Hanging Flower Pages: A Seasonally Correct Spinning Book
May 2, 2010
This past week I worked with second graders who have been learning about the flowers, stems, leaves and roots of plants. In response to this we made a four-part book to relate to these plants parts. Each page, made from folded 11″ x 4 1/4″ paper, was created separately. On the front is a drawing, on the back the students will write about the functions of each part of the plant.
These pagaes are glued to piece of yarn, which they sandwich, and are separated from each other with three beads.
From the bottom of the string hangs an origami pocket “flower pot” .
When it is time to take this project home, the flower drawings collapse into the pot for easy storage.
The most satisfying part of this project, for me, was being able to talk to the students about using color in their drawings. The teachers had some photos of flowers for the children to look at and I brought in some simply drawn and colors flowers for them to refer to .
I talked to the students about how using just one color in their flower and leaf drawings would result in images that look flat. I encouraged them, then, to use a bit of orange an yellow when drawing a pink flower, some green and yellow when drawing a blue flower, and some yellow and blue when drawing green leaves. To my surprise and delight, they seemed to embrace this concept, and did some really lovely drawings.
After creating their images on white paper, students cut out their drawings , leaving a bit of a white border, and glued them to the pages. We did a bit of cut paper embellishment to give the page a bit of more sparkle.

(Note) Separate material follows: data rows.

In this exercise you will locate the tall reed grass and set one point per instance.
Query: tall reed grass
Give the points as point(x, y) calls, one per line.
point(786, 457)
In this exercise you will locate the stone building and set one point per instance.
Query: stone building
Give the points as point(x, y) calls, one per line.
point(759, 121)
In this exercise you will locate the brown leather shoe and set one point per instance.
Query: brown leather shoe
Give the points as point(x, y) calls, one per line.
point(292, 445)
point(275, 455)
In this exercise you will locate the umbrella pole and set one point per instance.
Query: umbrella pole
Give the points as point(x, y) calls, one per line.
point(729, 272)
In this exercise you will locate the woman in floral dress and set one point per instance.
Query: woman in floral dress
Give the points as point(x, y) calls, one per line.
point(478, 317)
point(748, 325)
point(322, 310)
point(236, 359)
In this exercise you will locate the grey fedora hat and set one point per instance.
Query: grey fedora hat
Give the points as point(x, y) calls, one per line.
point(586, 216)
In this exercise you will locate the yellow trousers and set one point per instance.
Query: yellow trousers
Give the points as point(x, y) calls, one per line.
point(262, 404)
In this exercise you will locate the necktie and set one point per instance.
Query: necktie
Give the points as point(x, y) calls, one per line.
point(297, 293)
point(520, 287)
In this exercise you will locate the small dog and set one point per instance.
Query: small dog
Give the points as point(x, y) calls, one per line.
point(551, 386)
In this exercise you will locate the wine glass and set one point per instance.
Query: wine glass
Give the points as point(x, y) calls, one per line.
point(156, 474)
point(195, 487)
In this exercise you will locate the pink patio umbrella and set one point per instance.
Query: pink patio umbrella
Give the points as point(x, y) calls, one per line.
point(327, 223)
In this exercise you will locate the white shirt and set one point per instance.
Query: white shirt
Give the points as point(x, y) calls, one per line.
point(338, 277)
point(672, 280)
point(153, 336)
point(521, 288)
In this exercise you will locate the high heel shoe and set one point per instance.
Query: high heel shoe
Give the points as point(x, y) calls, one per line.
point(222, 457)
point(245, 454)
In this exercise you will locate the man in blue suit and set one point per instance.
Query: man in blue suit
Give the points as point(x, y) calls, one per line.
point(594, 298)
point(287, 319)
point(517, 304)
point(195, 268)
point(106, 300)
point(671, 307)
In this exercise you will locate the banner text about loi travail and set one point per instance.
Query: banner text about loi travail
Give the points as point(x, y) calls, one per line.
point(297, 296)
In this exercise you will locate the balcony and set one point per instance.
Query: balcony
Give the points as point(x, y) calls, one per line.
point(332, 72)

This whole project was done in two seventy minute sessions. We all agreed that it would have felt better to have three days together, but scheduling conflicts didn’t allow this option. The classroom teachers will be left with the job of getting the writing on to the backs of the pages. When the books are all done they will hang from the ceiling, which will allow the pages of the books to spin. It’s a lovely sight, but a hard one to photograph.